A 17,000-strong police force is on high alert for potentially violent clashes with the anti-nuclear campaigners.

It is the first such shipment since 1997, when pitched battles raged for days between riot police and protesters.

Over the weekend, peaceful demonstrations were held along the route to the storage site.

The shipment left by rail from La Hague in France at first light, and will cross the German border on Monday night.

This normally quiet, rural corner of Germany is now swarming with battle-ready police - their aim, to prevent thousands of anti-nuclear protesters from blocking the railway line leading to the town of Dannenberg.

That is where the train from France is expected to deposit its cargo of six nuclear fuel containers late on Tuesday.

The radioactive waste must then be loaded on to trucks for transfer by road to Gorleben.

The well-organised activists face what is almost certainly the biggest post-war police operation mounted on German soil.

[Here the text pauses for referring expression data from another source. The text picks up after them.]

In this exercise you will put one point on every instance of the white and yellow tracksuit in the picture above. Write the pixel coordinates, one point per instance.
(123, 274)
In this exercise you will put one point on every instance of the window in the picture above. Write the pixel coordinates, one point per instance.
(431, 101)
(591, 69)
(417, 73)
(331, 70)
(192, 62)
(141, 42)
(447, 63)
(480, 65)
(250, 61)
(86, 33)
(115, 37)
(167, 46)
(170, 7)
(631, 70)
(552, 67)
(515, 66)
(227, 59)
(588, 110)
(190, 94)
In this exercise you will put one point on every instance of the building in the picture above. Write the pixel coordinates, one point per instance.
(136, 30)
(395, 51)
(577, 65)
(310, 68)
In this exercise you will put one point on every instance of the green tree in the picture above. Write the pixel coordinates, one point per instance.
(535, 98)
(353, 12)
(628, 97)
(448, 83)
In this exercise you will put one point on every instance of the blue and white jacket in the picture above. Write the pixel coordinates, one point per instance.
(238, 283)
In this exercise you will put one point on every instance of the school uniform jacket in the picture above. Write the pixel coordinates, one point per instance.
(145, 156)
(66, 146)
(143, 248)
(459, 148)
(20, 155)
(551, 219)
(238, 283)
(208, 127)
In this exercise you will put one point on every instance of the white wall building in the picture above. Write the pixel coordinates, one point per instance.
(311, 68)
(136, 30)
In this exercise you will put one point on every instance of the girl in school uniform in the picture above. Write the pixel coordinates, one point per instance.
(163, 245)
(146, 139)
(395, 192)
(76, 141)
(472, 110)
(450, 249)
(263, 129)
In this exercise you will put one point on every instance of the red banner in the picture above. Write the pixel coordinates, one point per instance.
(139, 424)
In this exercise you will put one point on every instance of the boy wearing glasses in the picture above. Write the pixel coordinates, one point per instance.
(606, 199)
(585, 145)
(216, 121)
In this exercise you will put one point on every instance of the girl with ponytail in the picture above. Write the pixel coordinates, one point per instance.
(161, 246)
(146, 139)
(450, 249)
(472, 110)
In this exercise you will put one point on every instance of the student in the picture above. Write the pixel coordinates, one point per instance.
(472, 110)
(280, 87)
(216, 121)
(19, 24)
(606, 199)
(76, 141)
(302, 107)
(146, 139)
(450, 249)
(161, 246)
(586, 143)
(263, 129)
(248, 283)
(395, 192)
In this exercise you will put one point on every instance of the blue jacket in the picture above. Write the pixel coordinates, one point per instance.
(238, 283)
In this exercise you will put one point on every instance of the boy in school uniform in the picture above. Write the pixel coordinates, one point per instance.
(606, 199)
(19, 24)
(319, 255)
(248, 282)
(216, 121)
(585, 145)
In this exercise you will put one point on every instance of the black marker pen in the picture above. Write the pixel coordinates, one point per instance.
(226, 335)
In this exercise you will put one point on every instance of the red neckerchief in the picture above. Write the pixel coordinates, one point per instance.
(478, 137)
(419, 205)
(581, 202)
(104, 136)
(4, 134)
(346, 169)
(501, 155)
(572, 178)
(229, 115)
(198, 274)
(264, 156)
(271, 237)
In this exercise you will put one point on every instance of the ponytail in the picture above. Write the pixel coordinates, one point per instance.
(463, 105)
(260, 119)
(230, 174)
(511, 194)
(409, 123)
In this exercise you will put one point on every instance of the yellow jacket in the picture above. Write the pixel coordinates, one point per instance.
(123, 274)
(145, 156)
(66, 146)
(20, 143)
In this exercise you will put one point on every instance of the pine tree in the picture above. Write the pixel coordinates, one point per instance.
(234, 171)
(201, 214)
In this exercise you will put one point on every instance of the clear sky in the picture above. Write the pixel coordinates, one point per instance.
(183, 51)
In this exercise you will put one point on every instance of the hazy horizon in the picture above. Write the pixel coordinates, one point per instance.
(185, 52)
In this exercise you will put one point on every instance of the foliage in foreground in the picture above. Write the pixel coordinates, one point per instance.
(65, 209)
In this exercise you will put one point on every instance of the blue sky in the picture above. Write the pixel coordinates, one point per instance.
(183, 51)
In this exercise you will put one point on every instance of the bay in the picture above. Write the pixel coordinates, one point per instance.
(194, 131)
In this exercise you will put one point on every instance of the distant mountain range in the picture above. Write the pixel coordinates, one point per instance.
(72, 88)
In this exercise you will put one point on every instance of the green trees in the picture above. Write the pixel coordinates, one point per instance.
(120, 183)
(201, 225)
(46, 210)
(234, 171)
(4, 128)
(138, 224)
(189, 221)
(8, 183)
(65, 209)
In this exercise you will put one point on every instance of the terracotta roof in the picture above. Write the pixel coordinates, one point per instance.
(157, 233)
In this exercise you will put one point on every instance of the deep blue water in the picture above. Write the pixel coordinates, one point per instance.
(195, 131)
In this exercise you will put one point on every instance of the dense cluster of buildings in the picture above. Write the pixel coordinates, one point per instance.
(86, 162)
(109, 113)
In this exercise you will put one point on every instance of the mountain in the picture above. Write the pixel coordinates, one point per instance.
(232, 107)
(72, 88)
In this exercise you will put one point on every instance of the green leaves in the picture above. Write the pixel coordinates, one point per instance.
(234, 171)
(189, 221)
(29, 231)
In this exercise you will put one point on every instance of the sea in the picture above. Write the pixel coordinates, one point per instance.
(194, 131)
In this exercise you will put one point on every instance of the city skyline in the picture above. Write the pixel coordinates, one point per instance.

The looming battle at Gorleben is the consequence of a highly-charged debate in Germany about nuclear power.

Last year, the coalition government of Social Democrats and Greens struck a deal to phase out nuclear energy.

But the compromise reached with industry would allow some reactors to remain in service for more than 20 years - far too long for anti-nuclear hardliners.

While the government argues that Germany has a moral duty to take back its reprocessed nuclear waste, opponents see disrupting the shipments as the most effective way of forcing an early shutdown of the industry.

It is thought Germany will need to take back two shipments a year for at least the next decade.